His negligence allowed a Chinese female visitor to take over and spread distorted information about the truth of Viet Nam’s history and its culture to her fellow country men and women.
Hung was guiding a group of Chinese visitors to the Museum of Da Nang in the city centre on 26 February. On that day, a Chinese woman, identified as 48 year-old Wang JiHong, one of Hung’s clients, took on the role of a tour guide herself at the museum. She told false stories about Viet Nam’s history and its culture to other members of her visitor group at museum.
This Chinese national said ‘ao dai’ (the Vietnamese traditional long dress) came from ‘cheongsam’, a body-hugging one-piece dress for Chinese women, and although the ‘ao dai’ is made in the Vietnamese style, it looks the same as the Chinese ‘cheongsam’. She went on to say that Viet Nam belonged to China in the past.
In some cases, many tour guides only think of their own benefits more than those of the tourists or travel agencies.
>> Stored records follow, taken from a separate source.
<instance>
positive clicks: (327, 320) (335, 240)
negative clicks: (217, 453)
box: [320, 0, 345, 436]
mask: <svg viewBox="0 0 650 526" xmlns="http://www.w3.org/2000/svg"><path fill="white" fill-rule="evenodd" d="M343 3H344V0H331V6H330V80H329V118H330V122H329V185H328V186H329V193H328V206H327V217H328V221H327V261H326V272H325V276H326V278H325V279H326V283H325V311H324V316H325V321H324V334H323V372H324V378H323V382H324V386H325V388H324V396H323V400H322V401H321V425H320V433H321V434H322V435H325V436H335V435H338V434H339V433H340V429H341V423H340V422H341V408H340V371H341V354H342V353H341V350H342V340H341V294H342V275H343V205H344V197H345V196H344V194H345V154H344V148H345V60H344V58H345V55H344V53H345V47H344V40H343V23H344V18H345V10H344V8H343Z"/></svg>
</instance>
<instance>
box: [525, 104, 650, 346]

The first thing these tour guides do whenever they lead a new group of vacationers is think about taking them to certain shopping venues where they will enjoy commissions from the store owners on purchases of the tourists,
They also try to bring their vacationers to destinations outside the official itinerary without the tour organisers’ knowledge, and to get generous tips from them. So there’s no time left for them to introduce the beauty or profound culture of the attractions. Tourists thus have to pay more on their trips and sometimes they fall prey to rip-offs by the shops that are not recommended by the travel companies whose tour packages they purchased.
Visitors learning about the city’s history and culture through trips to the Museum of Da Nang
Mr Doan Hai Dang, the Director of the city’s branch of Vietravel cum Vice Chairman of the city’s Travel Association, stressed a need for the city authorities to impose heavier fines on illegal tourism activities. In such countries boasting the strong tourism growth as Thailand, South Korea and Japan, a fine of up to 5,000 US$ (equivalent to over 100 million VND) can be imposed on the use of fake tour guide cards.
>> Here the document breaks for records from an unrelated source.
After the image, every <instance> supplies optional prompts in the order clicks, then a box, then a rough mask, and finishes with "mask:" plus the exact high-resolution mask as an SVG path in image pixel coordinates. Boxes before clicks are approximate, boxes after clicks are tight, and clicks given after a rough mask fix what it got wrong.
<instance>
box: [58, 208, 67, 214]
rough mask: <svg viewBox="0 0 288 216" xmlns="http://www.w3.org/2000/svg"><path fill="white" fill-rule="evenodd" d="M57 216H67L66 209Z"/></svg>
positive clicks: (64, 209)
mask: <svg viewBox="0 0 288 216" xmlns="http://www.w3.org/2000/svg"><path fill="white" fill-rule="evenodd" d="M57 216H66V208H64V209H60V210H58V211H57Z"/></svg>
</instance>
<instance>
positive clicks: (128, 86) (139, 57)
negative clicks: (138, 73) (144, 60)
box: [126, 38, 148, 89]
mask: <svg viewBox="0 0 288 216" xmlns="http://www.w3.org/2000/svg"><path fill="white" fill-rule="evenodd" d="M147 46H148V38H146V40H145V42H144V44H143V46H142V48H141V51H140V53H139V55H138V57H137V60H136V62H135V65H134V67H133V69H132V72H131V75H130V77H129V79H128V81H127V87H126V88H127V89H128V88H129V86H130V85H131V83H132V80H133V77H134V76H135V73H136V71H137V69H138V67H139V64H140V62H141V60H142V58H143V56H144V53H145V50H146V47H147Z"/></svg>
Mr Nguyen Xuan Binh, the Deputy Director of the municipal Tourism Department, said his unit had instructed travel agencies to carefully re-check the number of tour bookers, tour guides, and foreign employees working there. It was also proposed that automatic audio guides in such foreign languages as Chinese and South Korean should be introduced to visitors at local attractions in order to avoid the problem of distorting information about the truth of Viet Nam’s history and its culture.
Mr Tran Tra, the Head of the city’s Tour Guide Club, said his unit has always tighten the management of the performances by its member tour guides, apart from helping to enhance their qualifications, listening to their aspirations, and raising awareness of the national laws and regulations regarding tourism activities.
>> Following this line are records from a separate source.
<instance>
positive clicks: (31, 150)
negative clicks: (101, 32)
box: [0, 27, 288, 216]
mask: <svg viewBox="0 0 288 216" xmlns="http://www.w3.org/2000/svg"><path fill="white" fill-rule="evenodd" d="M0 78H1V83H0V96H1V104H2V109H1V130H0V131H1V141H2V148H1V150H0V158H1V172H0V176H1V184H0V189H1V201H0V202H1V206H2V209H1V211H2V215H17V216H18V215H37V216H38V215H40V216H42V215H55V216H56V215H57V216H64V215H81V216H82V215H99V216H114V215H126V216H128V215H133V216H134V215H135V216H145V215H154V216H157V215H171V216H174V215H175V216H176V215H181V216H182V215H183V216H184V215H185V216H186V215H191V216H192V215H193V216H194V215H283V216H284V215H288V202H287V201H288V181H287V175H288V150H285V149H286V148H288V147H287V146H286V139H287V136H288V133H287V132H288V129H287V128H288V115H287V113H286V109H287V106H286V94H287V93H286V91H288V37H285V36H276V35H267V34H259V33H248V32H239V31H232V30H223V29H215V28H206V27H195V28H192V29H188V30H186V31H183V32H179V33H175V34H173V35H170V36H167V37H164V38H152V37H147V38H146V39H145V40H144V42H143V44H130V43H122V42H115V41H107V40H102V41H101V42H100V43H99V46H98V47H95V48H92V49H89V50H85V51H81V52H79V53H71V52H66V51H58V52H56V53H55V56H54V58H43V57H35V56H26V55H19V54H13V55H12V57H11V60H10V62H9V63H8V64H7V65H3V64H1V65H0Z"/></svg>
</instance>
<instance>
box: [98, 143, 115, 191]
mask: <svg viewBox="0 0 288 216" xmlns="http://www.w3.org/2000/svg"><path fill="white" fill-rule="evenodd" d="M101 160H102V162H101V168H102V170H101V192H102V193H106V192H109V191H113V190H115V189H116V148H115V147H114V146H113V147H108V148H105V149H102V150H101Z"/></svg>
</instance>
Encouragingly, the Club’s members have made commitments to protecting the national territorial sovereignty, and voicing protest against cases of distorting information about the truth of Viet Nam’s history and its culture and acts of blighting the prestige of the local tour guide community.
As its operating rules, the Club always closely works with the municipal Tourism Department and other relevant local agencies to detect and handle any matters relating the performance of its member tour guides in a prompt yet effective manner, thereby partly ensuring the city’s image and building a safe and healthy tourism environment for visitors from both home and aboard.